Consistently Dissecting DNS Responses

My method to dissect DNS responses consistently makes heavy use of indices rather than alphanumeric section names. Because the DNS header reports the length of each of the four major sections, use those values to iterate through the information you need.

To iterate through the all the records in the answers section, use:

for x in range(packet[DNS].ancount):

To then connect an IP address, to the original query, use:

packet[DNS].an[x].rdata    # to return the IP address
packet[DNS].an[x].rrname   # to return the response record name
packet[DNS].qd.qname       # to return the original query name

Similar references can be used to iterate through the nameservers and additional records.

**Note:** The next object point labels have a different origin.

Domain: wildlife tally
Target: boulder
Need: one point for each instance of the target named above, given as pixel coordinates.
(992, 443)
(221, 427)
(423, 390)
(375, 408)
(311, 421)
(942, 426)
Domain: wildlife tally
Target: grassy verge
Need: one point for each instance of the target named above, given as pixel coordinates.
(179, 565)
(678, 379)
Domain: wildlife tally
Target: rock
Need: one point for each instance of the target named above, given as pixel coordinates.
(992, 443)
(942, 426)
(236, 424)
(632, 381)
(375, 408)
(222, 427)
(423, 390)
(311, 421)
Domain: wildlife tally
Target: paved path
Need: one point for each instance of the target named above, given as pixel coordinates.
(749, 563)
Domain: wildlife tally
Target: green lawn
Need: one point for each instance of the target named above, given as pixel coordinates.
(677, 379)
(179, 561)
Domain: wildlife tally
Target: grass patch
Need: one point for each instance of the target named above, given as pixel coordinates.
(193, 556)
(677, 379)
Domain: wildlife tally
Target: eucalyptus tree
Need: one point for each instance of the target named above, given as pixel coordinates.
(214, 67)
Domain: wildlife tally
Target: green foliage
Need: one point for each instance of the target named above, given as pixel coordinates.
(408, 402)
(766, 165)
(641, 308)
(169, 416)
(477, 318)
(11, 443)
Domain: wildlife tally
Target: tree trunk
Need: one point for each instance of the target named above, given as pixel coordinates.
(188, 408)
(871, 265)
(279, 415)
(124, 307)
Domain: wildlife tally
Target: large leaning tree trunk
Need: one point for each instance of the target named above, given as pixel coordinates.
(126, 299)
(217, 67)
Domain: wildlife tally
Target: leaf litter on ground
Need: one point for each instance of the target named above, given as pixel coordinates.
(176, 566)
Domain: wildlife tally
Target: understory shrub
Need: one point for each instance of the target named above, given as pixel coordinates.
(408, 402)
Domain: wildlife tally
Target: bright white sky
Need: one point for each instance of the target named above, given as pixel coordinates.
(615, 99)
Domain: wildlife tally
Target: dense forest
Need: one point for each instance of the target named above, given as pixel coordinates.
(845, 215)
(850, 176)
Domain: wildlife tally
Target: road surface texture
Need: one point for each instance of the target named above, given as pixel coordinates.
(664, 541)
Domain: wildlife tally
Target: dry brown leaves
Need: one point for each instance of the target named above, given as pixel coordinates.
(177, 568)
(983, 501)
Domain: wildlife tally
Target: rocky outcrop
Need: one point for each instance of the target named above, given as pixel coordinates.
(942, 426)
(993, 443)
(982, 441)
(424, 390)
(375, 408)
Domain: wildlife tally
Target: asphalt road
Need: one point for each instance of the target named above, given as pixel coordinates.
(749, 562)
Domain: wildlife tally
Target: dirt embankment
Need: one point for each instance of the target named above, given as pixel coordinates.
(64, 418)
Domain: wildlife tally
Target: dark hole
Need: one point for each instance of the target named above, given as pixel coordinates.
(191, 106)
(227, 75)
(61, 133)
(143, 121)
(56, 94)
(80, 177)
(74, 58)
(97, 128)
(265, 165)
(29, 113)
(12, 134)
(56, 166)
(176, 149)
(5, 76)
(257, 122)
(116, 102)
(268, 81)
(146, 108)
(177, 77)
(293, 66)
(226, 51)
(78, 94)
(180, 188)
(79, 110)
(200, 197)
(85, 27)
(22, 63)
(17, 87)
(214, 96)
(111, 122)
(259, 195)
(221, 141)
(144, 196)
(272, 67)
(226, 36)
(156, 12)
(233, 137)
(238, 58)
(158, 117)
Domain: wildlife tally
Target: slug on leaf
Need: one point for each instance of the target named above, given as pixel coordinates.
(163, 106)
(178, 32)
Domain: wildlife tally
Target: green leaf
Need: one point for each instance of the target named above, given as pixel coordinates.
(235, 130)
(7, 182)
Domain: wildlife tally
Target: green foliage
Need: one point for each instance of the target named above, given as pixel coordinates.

Building a dictionary of all DNS Responses

While my full script can be seen on Github, my general process to building a full dictionary mapping IP addresses to A records to DNS queries is as follows:

# For a given DNS packet, handle the case for an A record
if packet[DNS].qd.qtype == 1:
    for x in range(packet[DNS].ancount):
        if re.match(ip_address_pattern, packet[DNS].an[x].rdata) == None:
            continue
        temp_dict = {packet[DNS].an[x].rdata:[packet[DNS].an[x].rrname,packet[DNS].qd.qname]}
# And repeat the same process for the additional records by substituting ar for an

The process for a SRV record (designated by packet[DNS].qd.qtype == 33), is identical, except I don’t even bother with the answers section.

Conclusion

Automated packet dissection is a real possibility with Scapy, provided you are willing to spend the time learning how Scapy stores data and effective ways of working around some of its limitations. This example of mapping DNS responses is an excellent introduction Scapy itself, and I’m excited to see what I can do in the future if I can bake in other libraries that can give me statistical measurements, timing details, or even correlation between multiple packet captures showing the same conversations.